In 1668, Titus, now twenty-seven years old,—he studied painting, but became a merchant,—was married to his cousin Magdalena van Loo, one of the Frisian families, and died in September of the same year. The next March, his widow bore a daughter who received the name of Titia, for her dead father. Magdalena died in the same year in which her child was born. Thus frequently did sorrow shadow the path of the great master of shadows.
This year, Rembrandt painted several portraits of himself. "In that of the Pitti Palace, we see him wrapped in fur, a medal is hung about his neck, and he is wearing a close-fitting cap, from which his ample white hair escapes. His face is furrowed with age, but the brightness of the eye is not diminished....
"In the splendid portrait in the Double Collection at Rouen, he again stands before us, with bending attitude and slightly inclined head, in theatrical costume, with his maulstick in his hand, laughing heartily. And this is Rembrandt's farewell! His face is wrinkled across and across by time and care, but it is no gloomy misanthrope crushed by evil fortune whom we see, but the man who opposed to all fortunes the talisman of Labor, and thus paints the secret of his life in his final portrait of himself, in the midst of his work, scorning destiny."
A year after Titus died, death came to Rembrandt, at sixty-two. He was buried simply in the West Church, so simply that the registered expense of his burial is fifteen florins!
His power of work was marvellous. He painted over six hundred and twenty pictures, executed three hundred and sixty-five etchings, besides two hundred and thirty-seven variations of these, with hundreds of drawings and sketches scattered over Europe. Among the best known etchings are "Rembrandt's Portrait with the Sword," "Lazarus rising from the Dead," the "Hundred-Florin Plate," "Annunciation," "Ecce Homo," "The Good Samaritan," "The Great Descent from the Cross," the landscape with the mill, and that with the three trees.

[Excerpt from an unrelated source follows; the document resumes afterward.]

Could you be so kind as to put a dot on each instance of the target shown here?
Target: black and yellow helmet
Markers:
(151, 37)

That he was a man of great depth of feeling is shown by his love of his mother, his worship of Saskia, and his tenderness to his brothers and sisters after they had lost their fortunes. He was also passionately fond of nature and of animals. Sweetser tells this incident: "One day he was making a portrait group of a notable family, when he was informed that his favorite monkey had died. The grieving artist caused the body to be brought to the studio, and made its portrait on the same canvas on which he was engaged. The family, aforesaid, was naturally incensed at such an interpolation, and demanded that it should be effaced; but Rembrandt preferred to keep the whole work himself, and let his patrons seek a more accommodating artist."
Taine pays Rembrandt this glowing tribute in his "Art in the Netherlands:" "Rembrandt, constantly collecting his materials, living in solitude and borne along by the growth of an extraordinary faculty, lived, like our Balzac, a magician and a visionary in a world fashioned by his own hand, and of which he alone possessed the key. Superior to all painters in the native delicacy and keenness of his optical perceptions, he comprehended this truth and adhered to it in all its consequence,—that, to the eye, the essence of a visible object consists of the spot (tache), that the simplest color is infinitely complex, that every visual sensation is the product of its elements coupled with its surroundings, that each object on the field of sight is but a single spot modified by others, and that in this wise the principal feature of a picture is the ever-present, tremulous, colored atmosphere into which figures are plunged like fishes in the sea....
"Free of all trammels and guided by the keen sensibility of his organs, he has succeeded in portraying in man not merely the general structure and the abstract type which answers for classic art, but again that which is peculiar and profound in the individual, the infinite and indefinable complications of the moral being, the whole of that changeable imprint which concentrates instantaneously on a face the entire history of a soul, and which Shakespeare alone saw with an equally prodigious lucidity.
"In this respect he is the most original of modern artists, and forges one end of the chain of which the Greeks forged the other; the rest of the masters, Florentine, Venetian, and Flemish, stand between them; and when, nowadays, our over-excited sensibility, our extravagant curiosity in the pursuit of subtleties, our unsparing search of the true, our divination of the remote and the obscure in human nature, seeks for predecessors and masters, it is in him and in Shakespeare that Balzac and Delacroix are able to find them."